For fully featured Seqtk wrappers check out Helena Rasche’s wrappers on GitHub.

Galaxy tool files are just XML files, so at this point one could open a text editor and start writing the tool. Planemo has a command tool_init to quickly generate some of the boilerplate XML, so let’s start by doing that.

$ planemo tool_init --id 'seqtk_seq' --name 'Convert to FASTA (seqtk)'

The tool_init command can take various complex arguments - but the two most basic ones are shown above --id and --name. Every Galaxy tool needs an id (this is a short identifier used by Galaxy itself to identify the tool) and a name (this is displayed to the Galaxy user and should be a short description of the tool). A tool’s name can have whitespace but its id must not.

The above command will generate the file seqtk_seq.xml - which looks like this.

<tool id="seqtk_seq" name="Convert to FASTA (seqtk)" version="0.1.0">
    <requirements>
    </requirements>
    <command detect_errors="exit_code"><![CDATA[
        TODO: Fill in command template.
    ]]></command>
    <inputs>
    </inputs>
    <outputs>
    </outputs>
    <help><![CDATA[
        TODO: Fill in help.
    ]]></help>
</tool>

This tool file has the common sections required for a Galaxy tool but you will still need to open up the editor and fill out the command template, describe input parameters, tool outputs, write a help section, etc.

The tool_init command can do a little bit better than this as well. We can use the test command we tried above seqtk seq -A 2.fastq > 2.fasta as an example to generate a command block by specifing the inputs and the outputs as follows.

$ planemo tool_init --force \
                    --id 'seqtk_seq' \
                    --name 'Convert to FASTA (seqtk)' \
                    --requirement seqtk@1.2 \
                    --example_command 'seqtk seq -A 2.fastq > 2.fasta' \
                    --example_input 2.fastq \
                    --example_output 2.fasta

This will generate the following XML file - which now has correct definitions for the input and output as well as an actual command template.

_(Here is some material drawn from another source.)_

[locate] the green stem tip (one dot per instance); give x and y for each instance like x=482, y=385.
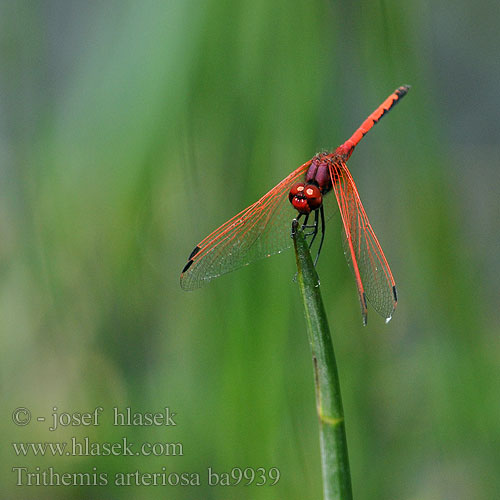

<tool id="seqtk_seq" name="Convert to FASTA (seqtk)" version="0.1.0">
    <requirements>
        <requirement type="package" version="1.2">seqtk</requirement>
    </requirements>
    <command detect_errors="exit_code"><![CDATA[
        seqtk seq -A '$input1' > '$output1'
    ]]></command>
    <inputs>
        <param type="data" name="input1" format="fastq" />
    </inputs>
    <outputs>
        <data name="output1" format="fasta" />
    </outputs>
    <help><![CDATA[
        TODO: Fill in help.
    ]]></help>
</tool>

As shown at the beginning of this section, the command seqtk seq generates a help message for the seq command. tool_init can take that help message and stick it right in the generated tool file using the help_from_command option.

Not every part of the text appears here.